Denn wie sich im Namen des Inhabers die Tradition der Firma fortsetzt, so bietet diese auch immer noch alle möglichen Gebrauchsgegenstände auf der Ladenfläche an der Neusser Moselstraße an. Dorthin zog der Betrieb bereits 1984, vor einem Jahr holte sich das Unternehmen noch eine benachbarte Halle dazu und kommt nun auf mehrere Tausend Quadratmeter Lagerfläche. Am Tag passieren um die 1000 Pakete die Abfertigungsstraße. 50 Prozent des Umsatzes macht Coenen mit Arbeitskleidung, die andere Hälfte teilen sich Industrietechnik und Dienstleistungen wie die Lieferung und Wartung von Maschinen oder die Einrichtung von Betriebsräumen. Christian Coenen glaubt trotz des boomenden Internethandels an sein Ladengeschäft, in dem er nach dem Umbau im Jahr 2013 seine Arti- kel auf zwei Stockwerken – eines davon zieht sich als eine Art Galerie durch den oberen Teil des Raums – präsentiert.
Stolz ist Coenen aber vor allem auf sein Konzept der Rundum-Dienstleistung. „Reine Logistiker gibt es viele“, sagt der Geschäftsführer. In Konkurrenz zu Amazon und Co. wolle er daher nicht treten, auch den Anbietern in der Veredelungs-, Verarbeitungs- und Hygienebranche könne er nicht das Wasser reichen. Stattdessen fokussierte er seine Unternehmungen auf Beratung, Verkauf und Entwicklung neuer Lösungen.
Ein Beispiel. Ein neuartiger Schutzanzug mit Gasmaske für Feuerwehrkräfte, den ein externes Unternehmen in Zusammenarbeit mit dem Neusser entwickelte, ist jetzt bei einer Feuerwehr in der Ausbildung im Einsatz, ein weiteres Modell können potenzielle Neukunden in der Verkaufshalle begutachten. Im oberen Stockwerk finden sich Sicherheitsjacken, die Coenen mit dem Anspruch ausgesucht hat, dass sie sich kaum von Alltagskleidung unterscheiden. Einige Schritte weiter hängt dann wiederum die signalfarbene Maximalschutz-Kleidung, mit der man nach Angaben Coenens auch ein Trafo-Häuschen betreten dürfe.
Um zehn Prozent soll das Unternehmen jährlich wachsen, 2015 lag der Umsatz bei 17,8 Millionen Euro, 2020 soll er die 20 Millionen knacken. Auf mehr als 100 Messen stellt sich Coenen dafür im Jahr vor, mehrere Sicherheits-Workshops zur Kundenakquise bietet er direkt am Unternehmenssitz an. Um die Zukunft macht sich der zweifache Vater wenig Sorgen: „All unsere großen Kunden haben wir anfangs nur beliefert.“Spezielle Papierspender in Fußballstadien oder automatische Waschbecken in internationalen Chemiekonzernen zeugen von der Überzeugungskraft, mit der Coenen sich neue Aufträge sichert.

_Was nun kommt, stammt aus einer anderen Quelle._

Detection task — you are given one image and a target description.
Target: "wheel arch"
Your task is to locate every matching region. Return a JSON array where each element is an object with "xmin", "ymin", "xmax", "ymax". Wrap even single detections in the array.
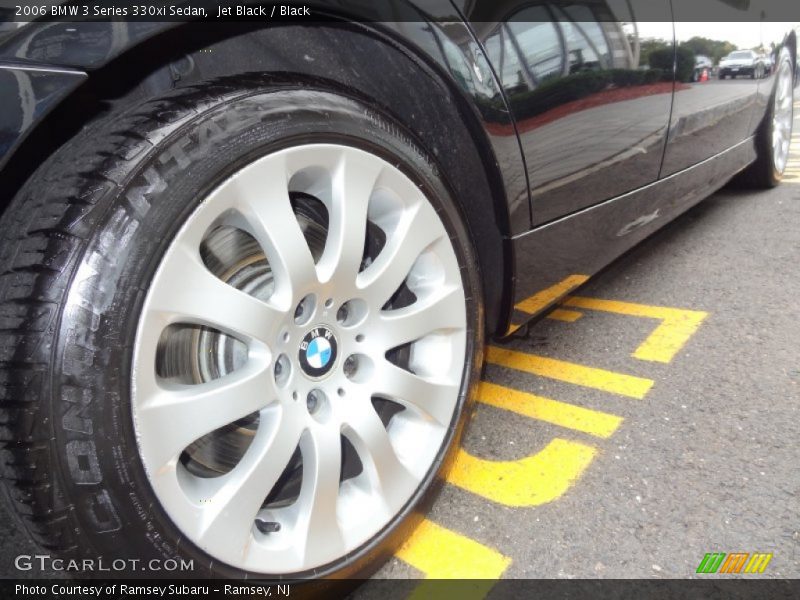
[{"xmin": 0, "ymin": 21, "xmax": 514, "ymax": 337}]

Dabei machte er auch seine Erfahrungen mit Rückschlägen: 1998 übernahm Coenen ein ähnliches Unternehmen in Aachen, diesen unprofitablen Standort musste er aber 2012 wieder schließen. Auch die in der Halle lagernden Kisten mit Öldosen, die das CO2-Abgas aus der Zement-Industrie als Treibgas recyceln, zeugen vom gescheiterten Versuch, einen neuen Weg zu gehen. „Innovation ist schwierig. Für einige Dinge sind die Kunden einfach noch nicht bereit“, sagt Coenen. Und hat dabei vielleicht schon eine neue Idee im Sinn.